Inference to actually execute the trained model is another task. With two expensive DGX SuperPod systems, Nvidia claims that inferences using the Megatron 530B (such as automatic sentence completion) take only 0.5 seconds. However, it can take a minute or more on a CPU-based on-premises server. Cloud alternatives may be cheap, but not dramatic, so we estimate the cost of running GPT-3 on a single Amazon Web Services instance at a minimum of $ 87,000 per year.

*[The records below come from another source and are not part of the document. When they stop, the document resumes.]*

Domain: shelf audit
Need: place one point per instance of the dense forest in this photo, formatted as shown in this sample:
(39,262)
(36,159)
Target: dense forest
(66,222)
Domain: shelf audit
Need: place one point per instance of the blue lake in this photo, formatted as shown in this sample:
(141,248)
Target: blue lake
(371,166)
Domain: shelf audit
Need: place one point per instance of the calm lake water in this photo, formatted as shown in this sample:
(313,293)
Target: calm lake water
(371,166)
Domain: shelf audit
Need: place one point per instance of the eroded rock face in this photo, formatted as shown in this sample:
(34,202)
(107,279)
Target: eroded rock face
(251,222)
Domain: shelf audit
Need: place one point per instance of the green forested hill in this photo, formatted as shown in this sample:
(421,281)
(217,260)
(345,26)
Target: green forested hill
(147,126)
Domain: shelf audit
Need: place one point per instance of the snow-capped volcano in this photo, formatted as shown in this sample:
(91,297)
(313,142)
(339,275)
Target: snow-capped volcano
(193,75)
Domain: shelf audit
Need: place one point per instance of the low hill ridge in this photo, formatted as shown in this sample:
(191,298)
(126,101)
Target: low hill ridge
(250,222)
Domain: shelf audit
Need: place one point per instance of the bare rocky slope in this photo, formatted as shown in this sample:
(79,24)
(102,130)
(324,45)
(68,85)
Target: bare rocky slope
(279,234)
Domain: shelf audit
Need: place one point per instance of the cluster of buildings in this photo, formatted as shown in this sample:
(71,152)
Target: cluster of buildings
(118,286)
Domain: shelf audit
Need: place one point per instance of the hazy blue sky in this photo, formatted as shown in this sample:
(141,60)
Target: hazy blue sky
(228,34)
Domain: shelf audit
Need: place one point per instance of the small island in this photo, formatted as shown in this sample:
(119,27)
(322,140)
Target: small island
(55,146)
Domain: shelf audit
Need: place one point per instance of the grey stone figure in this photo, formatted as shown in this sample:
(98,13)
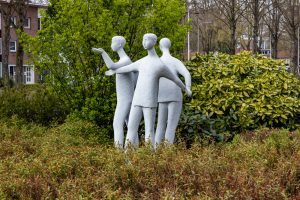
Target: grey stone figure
(169,96)
(144,103)
(125,84)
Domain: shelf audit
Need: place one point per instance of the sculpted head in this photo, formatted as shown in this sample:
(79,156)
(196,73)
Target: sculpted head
(117,43)
(165,43)
(149,40)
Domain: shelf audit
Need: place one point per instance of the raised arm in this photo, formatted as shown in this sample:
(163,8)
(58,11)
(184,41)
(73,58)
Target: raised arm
(109,63)
(133,67)
(182,70)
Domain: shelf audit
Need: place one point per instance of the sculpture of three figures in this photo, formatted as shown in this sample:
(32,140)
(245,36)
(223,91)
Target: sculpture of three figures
(144,85)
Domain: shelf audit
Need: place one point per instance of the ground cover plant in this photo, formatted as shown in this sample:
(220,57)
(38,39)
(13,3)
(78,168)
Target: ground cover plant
(32,103)
(48,163)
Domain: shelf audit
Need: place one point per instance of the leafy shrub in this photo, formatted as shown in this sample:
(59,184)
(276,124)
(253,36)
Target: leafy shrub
(57,165)
(33,103)
(240,92)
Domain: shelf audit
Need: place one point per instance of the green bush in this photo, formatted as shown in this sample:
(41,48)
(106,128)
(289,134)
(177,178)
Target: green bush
(33,103)
(242,92)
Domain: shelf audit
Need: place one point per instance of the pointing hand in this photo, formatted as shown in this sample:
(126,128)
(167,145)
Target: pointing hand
(110,73)
(188,91)
(98,50)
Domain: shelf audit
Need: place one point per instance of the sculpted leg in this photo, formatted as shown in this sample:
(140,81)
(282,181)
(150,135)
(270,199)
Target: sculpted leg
(149,119)
(120,116)
(174,111)
(135,117)
(161,123)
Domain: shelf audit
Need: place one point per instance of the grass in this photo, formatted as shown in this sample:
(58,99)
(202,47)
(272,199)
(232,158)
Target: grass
(46,163)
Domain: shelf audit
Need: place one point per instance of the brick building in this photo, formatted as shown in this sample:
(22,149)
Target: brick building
(31,26)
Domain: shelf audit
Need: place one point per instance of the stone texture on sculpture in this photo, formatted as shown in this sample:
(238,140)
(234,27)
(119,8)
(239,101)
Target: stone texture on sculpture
(125,84)
(169,96)
(150,69)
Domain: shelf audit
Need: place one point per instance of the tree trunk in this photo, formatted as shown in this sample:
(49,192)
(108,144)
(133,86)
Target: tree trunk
(274,44)
(255,26)
(232,44)
(294,60)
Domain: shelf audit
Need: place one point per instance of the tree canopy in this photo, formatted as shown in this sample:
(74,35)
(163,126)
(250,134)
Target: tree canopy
(71,28)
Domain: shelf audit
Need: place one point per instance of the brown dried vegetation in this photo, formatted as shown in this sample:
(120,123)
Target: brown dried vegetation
(40,163)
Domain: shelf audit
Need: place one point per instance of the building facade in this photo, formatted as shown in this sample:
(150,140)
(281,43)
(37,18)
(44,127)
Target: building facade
(31,26)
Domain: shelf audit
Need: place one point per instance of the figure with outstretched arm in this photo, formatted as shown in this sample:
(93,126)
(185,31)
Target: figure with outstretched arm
(125,84)
(169,96)
(144,104)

Cohere’s rival, OpenAI, is training a large language model on a Microsoft-hosted AI supercomputer. Microsoft invested more than $ 1 billion in the company in 2020, of which about $ 500 million was provided in the form of Azure computing credits.

Affordable NLP

At Cohere, Google Cloud, which already offers a variety of NLP services, is gaining customers in a rapidly growing market during a pandemic. According to a 2021 survey by John Snow Labs and Gradient Flow, 60% of tech leaders say their NLP budget has increased by at least 10% compared to 2020, and 33% of one-third spend more than 30%. Said it increased.

Craig Wiley, director of product management at Google Cloud AI, emailed VentureBeat that he was dedicated to supporting companies such as Cohere by providing advanced infrastructure to drive NLP innovation. Our goal has always been to provide the best pipeline tools for NLP model developers. By integrating NLP expertise from both Cohere and Google Cloud, we will be able to deliver exceptional results to our customers.

The global NLP market is projected to be worth $ 2.53 billion by 2027, from $ 703 million in 2020. If current trends are maintained, a significant portion of that spending will go to cloud infrastructure that benefits Google Cloud.